Phil Archer and Jonathan Rees - DRAFT - 5 February 2009
Previous version: 9 May 2008
This document surveys the problem of specifying a uniform method for obtaining information pertaining to a resource without necessarily having to parse a representation of the resource. It is an attempt to rationalise several discussions that have taken place in a variety of e-mail fora. More background and links to e-mail threads area available on the wiki page.
The borders of "information pertaining to a resource" is left intentionally fuzzy. "Pertaining to a resource" could mean document metadata, information about how a document is accessed or should be accessed, or even a description of a resource that is not a document.

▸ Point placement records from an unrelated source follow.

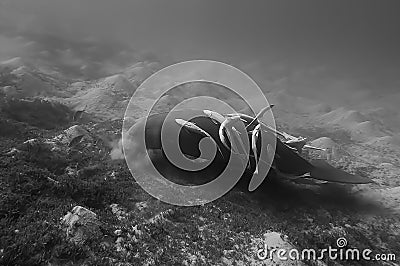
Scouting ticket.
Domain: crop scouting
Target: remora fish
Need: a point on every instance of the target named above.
(214, 116)
(254, 138)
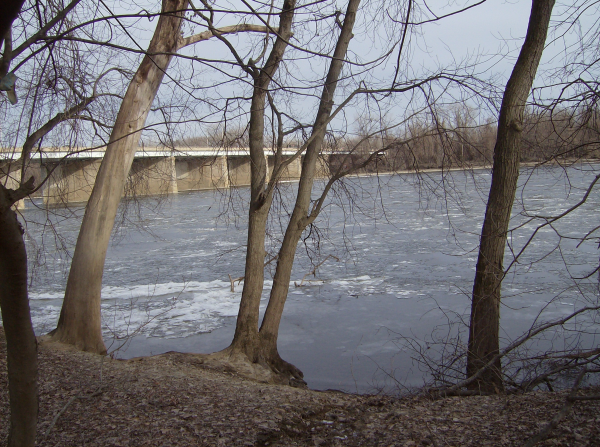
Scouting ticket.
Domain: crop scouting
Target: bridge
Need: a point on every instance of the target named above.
(155, 170)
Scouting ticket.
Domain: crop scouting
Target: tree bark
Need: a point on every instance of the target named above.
(300, 216)
(484, 326)
(21, 345)
(80, 320)
(245, 339)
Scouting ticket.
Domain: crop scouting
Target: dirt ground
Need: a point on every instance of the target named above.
(173, 400)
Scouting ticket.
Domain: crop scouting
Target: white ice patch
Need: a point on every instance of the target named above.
(170, 310)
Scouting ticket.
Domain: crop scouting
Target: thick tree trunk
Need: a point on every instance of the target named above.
(21, 345)
(485, 310)
(246, 332)
(300, 216)
(80, 319)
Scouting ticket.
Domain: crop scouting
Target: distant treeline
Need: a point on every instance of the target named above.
(548, 135)
(432, 143)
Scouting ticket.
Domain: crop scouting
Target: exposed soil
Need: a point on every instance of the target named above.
(174, 400)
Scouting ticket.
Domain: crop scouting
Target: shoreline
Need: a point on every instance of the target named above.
(171, 400)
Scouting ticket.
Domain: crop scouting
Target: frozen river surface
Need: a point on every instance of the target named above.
(407, 252)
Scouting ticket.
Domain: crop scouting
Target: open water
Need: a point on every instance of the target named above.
(405, 250)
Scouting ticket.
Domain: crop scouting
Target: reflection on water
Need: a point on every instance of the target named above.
(405, 269)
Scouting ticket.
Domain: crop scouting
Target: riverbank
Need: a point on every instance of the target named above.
(170, 400)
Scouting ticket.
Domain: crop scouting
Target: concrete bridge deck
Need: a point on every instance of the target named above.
(155, 170)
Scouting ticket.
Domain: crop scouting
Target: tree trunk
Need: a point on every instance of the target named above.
(485, 309)
(245, 339)
(80, 320)
(300, 216)
(21, 345)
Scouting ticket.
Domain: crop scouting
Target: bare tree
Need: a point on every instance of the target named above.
(485, 310)
(80, 319)
(246, 344)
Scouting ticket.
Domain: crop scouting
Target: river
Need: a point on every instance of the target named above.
(406, 249)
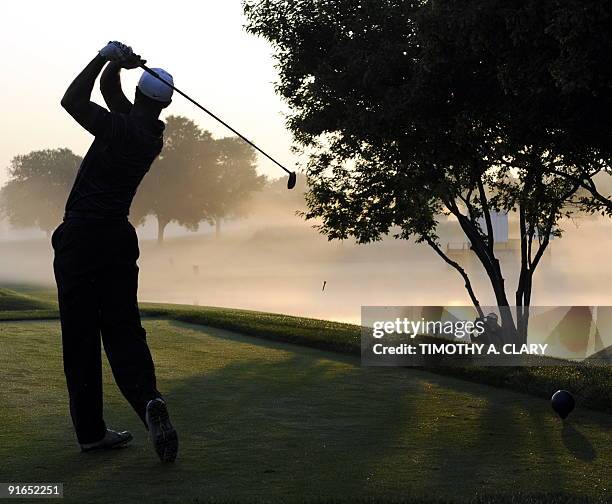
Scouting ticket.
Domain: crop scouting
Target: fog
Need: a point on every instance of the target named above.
(274, 261)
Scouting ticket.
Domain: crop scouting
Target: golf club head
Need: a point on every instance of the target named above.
(292, 180)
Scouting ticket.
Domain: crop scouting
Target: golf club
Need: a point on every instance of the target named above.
(292, 175)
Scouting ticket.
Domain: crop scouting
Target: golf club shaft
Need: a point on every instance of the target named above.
(154, 74)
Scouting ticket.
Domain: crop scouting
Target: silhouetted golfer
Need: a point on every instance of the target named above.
(96, 250)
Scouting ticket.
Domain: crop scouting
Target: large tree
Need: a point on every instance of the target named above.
(382, 96)
(38, 186)
(552, 60)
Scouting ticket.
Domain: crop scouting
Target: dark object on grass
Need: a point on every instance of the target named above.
(563, 403)
(292, 175)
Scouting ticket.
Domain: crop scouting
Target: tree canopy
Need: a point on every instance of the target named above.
(406, 122)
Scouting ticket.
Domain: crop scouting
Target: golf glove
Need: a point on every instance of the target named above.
(121, 54)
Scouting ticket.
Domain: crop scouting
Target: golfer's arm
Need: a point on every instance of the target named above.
(110, 85)
(77, 98)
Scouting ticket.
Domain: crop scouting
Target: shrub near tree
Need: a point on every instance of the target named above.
(38, 186)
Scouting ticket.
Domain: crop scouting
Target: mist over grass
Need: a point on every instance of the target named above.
(273, 261)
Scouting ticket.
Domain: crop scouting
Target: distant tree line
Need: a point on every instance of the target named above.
(412, 110)
(195, 179)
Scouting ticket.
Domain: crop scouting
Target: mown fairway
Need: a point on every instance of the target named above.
(266, 420)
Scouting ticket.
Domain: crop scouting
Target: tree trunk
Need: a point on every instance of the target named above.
(161, 226)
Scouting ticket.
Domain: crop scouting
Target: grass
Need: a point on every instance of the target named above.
(592, 382)
(265, 420)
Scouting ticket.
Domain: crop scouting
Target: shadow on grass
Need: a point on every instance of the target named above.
(273, 421)
(577, 443)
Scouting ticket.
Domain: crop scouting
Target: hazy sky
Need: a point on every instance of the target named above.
(203, 44)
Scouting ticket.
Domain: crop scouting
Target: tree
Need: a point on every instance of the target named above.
(233, 181)
(38, 187)
(553, 60)
(173, 190)
(196, 179)
(382, 95)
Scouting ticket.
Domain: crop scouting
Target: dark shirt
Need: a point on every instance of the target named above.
(120, 156)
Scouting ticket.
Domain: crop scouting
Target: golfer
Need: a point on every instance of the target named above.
(96, 250)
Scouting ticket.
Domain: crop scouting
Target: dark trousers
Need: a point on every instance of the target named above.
(97, 281)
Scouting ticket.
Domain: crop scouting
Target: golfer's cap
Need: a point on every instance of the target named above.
(154, 88)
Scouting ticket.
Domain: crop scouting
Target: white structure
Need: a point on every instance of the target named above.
(499, 222)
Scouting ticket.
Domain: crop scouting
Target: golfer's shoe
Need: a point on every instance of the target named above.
(112, 439)
(163, 435)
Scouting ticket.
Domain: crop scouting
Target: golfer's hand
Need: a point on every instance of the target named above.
(121, 55)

The "information" could be a just single link to another document that contains more information, or it could be something more involved.
The following ideas motivate this effort:
This discussion relates to TAG issue 57, HttpRedirections-57. More background and links to e-mail threads area available on the wiki page.
The first section, which forms the bulk of this report, presents several use cases. The following section presents solutions that have been put forth. Finally some critique of the idea and of the various solutions is given.
Here a gateway server wants to use metadata ("pertinent information") from an origin server to decide whether content is to be passed through unmodified or must be transformed first. The generic use case for the Protocol for Web Description Resources [POWDER] is as follows:
The POWDER use case document applies this abstract concept to more real-world applications. For example, the profile may indicate that the user's device is a mobile phone and that therefore that 'appropriate' means mobileOK [OKBASIC, OKPRO]. That is, only content that is likely to provide a functional user experience on a mobile device would be displayed without adaptation. This would avoid the expense, latency and frustration, for example, of downloading a 4MB file to a mobile phone only to find that the device couldn't process it.
Other use cases revolve around accessibility, child protection, trust and licensing. In each case, some form of processing takes place to ensure that only content that is suitable for the delivery context is delivered.
POWDER offers an optimisation route to this scenario as it separates the description from described resource and allows a single description to be applied to multiple resources, typically 'everything on a Web site.' Step 2 in the use case above would be more efficient if the link to the metadata (the Description Resource) were available through an HTTP header, thus obviating the need to parse the content before deciding whether it can/should be displayed directly or adapted in some way. The same would apply to any service that wished to aggregate content that met particular criteria, discoverable through POWDER Description Resources. The service would be seeking and authenticating Description Resources as a means of discovering relevant content, preferably without having to parse the content itself.
Setting up a pointer from a resource to a related description at the HTTP level has another practical advantage in that for some content providers it is significantly easier to achieve. In a large publishing company, responsibility for content production and content description will often be allotted to different individuals or, in some cases, different departments in different countries. Authorisation to edit the page template for a Web site will usually be in the hands of yet another individual or department. Description is seen as an editorial role, rather than a content production role. Presentation is a job for the marketing department. Therefore including descriptions directly within a document, or document-like resource, may not be technically permissible for the person whose job it is from a policy point of view.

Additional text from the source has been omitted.